Dr. Menehan also advised the parents that there was only one team of physicians in Wichita who performed cardiac catheterizations, i.e., Dr. Hagan, a heart specialist, and Dr. Parmley, an anesthesiologist, who were members of this team.
It was further explained to the parents immobility of the patient is essential because of the fact the passing of the catheter into the heart itself can produce injury to the patient and the valves of his heart if there is any jerking or sudden movement on the part of the patient. Thus, with a small child unconsciousness must be induced by anesthetic, and in this case sodium pentothal was decided upon.
*10 Dr. Menehan also advised the parents that this team had performed some 100 of these catheterizations without any bad results.
Relying upon Dr. Menehan's statement, the parents employed Dr. Hagan to perform the cardiac catheterization. The day before the operation Dr. Hagan talked to the father of the child and advised him that there was absolutely no danger in the operation.
The parents testified that they realized that there was some danger in any operation. The father testified, "I knew when you went to a hospital and when you cut into a vein and put a tube in there it involved some risk," and further, that he knew there was some risk involved in this procedure. The mother testified that both she and her husband had a fair understanding of what the procedure was. She further testified that when she talked to Dr. Hagan in the afternoon the child was admitted to the hospital that he didn't say there was no hazard, he said they do three or four a month and they never had encountered any trouble.
Dr. Parmley testified there was some risk in the use of sodium pentothal.

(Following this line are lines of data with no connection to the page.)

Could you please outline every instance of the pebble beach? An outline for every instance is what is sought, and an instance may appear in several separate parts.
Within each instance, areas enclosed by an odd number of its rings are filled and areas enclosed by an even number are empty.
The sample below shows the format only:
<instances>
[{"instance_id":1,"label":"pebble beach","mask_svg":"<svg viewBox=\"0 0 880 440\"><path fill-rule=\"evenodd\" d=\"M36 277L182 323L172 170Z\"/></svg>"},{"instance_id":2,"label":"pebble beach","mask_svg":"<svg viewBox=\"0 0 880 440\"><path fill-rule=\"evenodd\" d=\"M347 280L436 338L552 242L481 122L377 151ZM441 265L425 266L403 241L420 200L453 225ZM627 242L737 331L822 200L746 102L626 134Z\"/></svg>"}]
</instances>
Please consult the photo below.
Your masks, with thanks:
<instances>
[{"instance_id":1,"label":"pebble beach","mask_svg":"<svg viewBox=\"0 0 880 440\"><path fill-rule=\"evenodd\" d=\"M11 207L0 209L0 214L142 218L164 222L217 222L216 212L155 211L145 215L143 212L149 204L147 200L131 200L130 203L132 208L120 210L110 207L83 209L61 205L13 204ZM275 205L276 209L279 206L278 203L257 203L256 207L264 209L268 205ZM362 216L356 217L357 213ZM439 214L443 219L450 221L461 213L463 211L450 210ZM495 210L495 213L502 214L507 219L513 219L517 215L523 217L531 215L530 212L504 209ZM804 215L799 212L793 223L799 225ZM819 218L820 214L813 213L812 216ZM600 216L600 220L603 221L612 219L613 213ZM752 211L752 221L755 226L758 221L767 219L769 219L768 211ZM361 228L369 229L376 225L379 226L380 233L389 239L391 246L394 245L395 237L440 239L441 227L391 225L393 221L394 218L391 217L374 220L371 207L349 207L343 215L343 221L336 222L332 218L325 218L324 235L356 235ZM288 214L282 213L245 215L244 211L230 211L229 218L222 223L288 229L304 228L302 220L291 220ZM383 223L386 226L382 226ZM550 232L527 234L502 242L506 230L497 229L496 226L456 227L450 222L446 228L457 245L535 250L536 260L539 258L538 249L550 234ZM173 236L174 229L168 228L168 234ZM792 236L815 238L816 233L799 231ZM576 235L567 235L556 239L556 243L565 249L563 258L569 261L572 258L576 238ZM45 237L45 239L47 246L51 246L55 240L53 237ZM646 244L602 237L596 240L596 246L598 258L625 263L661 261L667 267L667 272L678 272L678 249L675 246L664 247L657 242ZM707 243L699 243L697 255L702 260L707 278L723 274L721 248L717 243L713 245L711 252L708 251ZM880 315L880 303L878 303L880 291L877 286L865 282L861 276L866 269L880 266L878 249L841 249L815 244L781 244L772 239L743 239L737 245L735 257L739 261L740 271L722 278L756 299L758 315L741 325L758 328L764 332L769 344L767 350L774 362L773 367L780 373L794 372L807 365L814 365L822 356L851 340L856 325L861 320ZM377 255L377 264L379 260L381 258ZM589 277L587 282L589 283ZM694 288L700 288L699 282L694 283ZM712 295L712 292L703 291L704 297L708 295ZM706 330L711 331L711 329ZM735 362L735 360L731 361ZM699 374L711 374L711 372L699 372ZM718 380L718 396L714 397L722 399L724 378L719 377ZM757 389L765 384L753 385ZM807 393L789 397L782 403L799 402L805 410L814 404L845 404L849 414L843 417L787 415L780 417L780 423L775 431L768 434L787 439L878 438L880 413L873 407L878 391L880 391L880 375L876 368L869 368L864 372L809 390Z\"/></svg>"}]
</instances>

Notwithstanding the complete disclosure on the part of the defendant doctors, plaintiffs offered no evidence of what a reasonable physician would do under like and similar circumstances, no evidence it was wrong for Dr. Menehan to call for a cardiac catheterization, no evidence it was medical error to do this diagnostic procedure or that the manner in which it was performed was error, nor any evidence the choice of anesthetic or the amount administered was erroneous. The evidence clearly shows that plaintiffs were informed of the nature of the procedure and of the things the doctors were undertaking to do. They had the facts upon which to base their decision, and we are of the opinion the parents were fully informed. The record is devoid of any standard of care required of the defendant doctors, much less any violation of such standards, known or unknown.
The evidence introduced by the plaintiffs was wholly insufficient to establish a case of liability against any of the defendants. It also was insufficient to permit a jury to speculate as to what the defendants should or should not have done.

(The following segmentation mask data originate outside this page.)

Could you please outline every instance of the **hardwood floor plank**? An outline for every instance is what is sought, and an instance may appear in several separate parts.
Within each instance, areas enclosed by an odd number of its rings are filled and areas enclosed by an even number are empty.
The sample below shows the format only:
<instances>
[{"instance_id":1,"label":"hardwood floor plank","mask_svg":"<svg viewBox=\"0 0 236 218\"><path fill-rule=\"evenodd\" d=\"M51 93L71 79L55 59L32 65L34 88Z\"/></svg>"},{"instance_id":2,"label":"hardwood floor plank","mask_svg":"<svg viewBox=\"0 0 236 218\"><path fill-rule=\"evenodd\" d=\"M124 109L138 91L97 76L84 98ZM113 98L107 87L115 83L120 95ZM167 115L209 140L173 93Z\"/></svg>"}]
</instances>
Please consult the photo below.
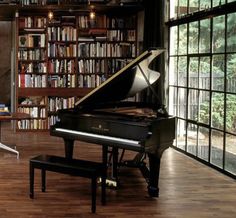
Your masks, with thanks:
<instances>
[{"instance_id":1,"label":"hardwood floor plank","mask_svg":"<svg viewBox=\"0 0 236 218\"><path fill-rule=\"evenodd\" d=\"M46 193L41 192L40 172L35 175L35 199L29 198L29 159L38 154L64 155L63 140L48 133L13 133L3 125L4 143L20 152L0 150L0 218L232 218L236 217L236 183L214 169L168 149L161 163L160 196L149 198L147 185L137 169L120 169L121 187L107 189L107 205L97 193L96 214L90 212L90 180L47 174ZM127 152L125 158L133 156ZM75 157L100 160L101 147L76 142Z\"/></svg>"}]
</instances>

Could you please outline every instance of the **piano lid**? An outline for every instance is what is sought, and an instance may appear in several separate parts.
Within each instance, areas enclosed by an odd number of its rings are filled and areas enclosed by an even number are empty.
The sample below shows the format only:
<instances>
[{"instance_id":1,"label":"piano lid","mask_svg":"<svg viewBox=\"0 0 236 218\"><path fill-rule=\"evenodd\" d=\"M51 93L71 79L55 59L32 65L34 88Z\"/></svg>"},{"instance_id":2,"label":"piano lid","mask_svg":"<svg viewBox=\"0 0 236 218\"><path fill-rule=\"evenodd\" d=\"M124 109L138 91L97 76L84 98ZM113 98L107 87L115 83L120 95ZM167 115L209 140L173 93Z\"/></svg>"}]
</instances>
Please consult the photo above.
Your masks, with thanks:
<instances>
[{"instance_id":1,"label":"piano lid","mask_svg":"<svg viewBox=\"0 0 236 218\"><path fill-rule=\"evenodd\" d=\"M97 107L100 104L104 105L104 103L122 101L144 90L157 81L160 76L160 73L151 70L149 65L162 52L164 49L159 48L151 48L143 52L100 86L79 99L75 105Z\"/></svg>"}]
</instances>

The facts in this case are unlike the facts in the Natanson case. There Dr. Kline made no disclosure whatsoever, and the treatment was new and very dangerous; while in the instant case Dr. Menehan advised plaintiffs of the procedure sufficiently to constitute *11 an informed consent. There was no evidence of this operation being extremely hazardous; no evidence of any death resulting from such an operation or any malpractice in performing the exploratory treatment. No evidence of fault or breach of proper medical standards was established against the defendant doctors. There is nothing in this action to detract from the rules of law laid down in the Natanson case.
A diligent examination of the record reveals it is devoid of a factual issue to submit to the jury. Therefore, the judgment of the trial court is affirmed.